Early on, a small startup must necessarily start with a small curve in order to sustain itself to the point of being able to execute a large one.
Later, a large company must deal with transitioning from a tapering, legacy S to planting the seeds and ramping up the next technological curve. Companies which fail to adapt will eventually plateau their businesses.
Multiplicity. Teams often deal with multiple curves at the same time as significant products are actually systems-of-systems: comprised of numerous linked subsystems, each with their own independent maturity lifecycles.

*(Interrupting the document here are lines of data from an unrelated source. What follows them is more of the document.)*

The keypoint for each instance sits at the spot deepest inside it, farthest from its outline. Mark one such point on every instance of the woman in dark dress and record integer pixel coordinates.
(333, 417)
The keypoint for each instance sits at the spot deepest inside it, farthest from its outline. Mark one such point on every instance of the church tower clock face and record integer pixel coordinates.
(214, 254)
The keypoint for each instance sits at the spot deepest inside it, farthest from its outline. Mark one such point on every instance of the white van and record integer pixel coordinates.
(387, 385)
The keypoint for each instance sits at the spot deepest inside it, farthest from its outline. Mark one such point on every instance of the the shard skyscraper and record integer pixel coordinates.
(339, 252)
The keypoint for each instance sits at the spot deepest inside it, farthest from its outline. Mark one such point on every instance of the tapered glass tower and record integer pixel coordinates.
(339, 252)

In this light, I'd say that in order to sustain aggressive growth, one must:
Periodically make small & proportionate investments in next-generation architecture where future demand is expected
Monitor current position on the curve (both overall and on subystems)
Follow-through on ripening opportunities by organizing larger teams to harvest the fruits of the investments.
When/where you need to accelerate, do engage bigger teams, but beware the high cost.
To plant seeds for future needs, consider organizing small, efficient teams.
Look ahead. Take stock of the health of your system and its capacity to grow with the needs of the business. Then, assess investments you’d like to start to making today so that in 6-12 months you can be ready to take advantage, harvesting the fruits. You don't want to scramble to catch up later, or forever "kick the can down the road" on things.
"Right-size" your architecture. When you are designing, check that your architecture is “well-fitted” to the future demand, thereby finding the sweet spot between under-engineering and over-engineering. Estimate the size of your S-Curve to help inform your decisions.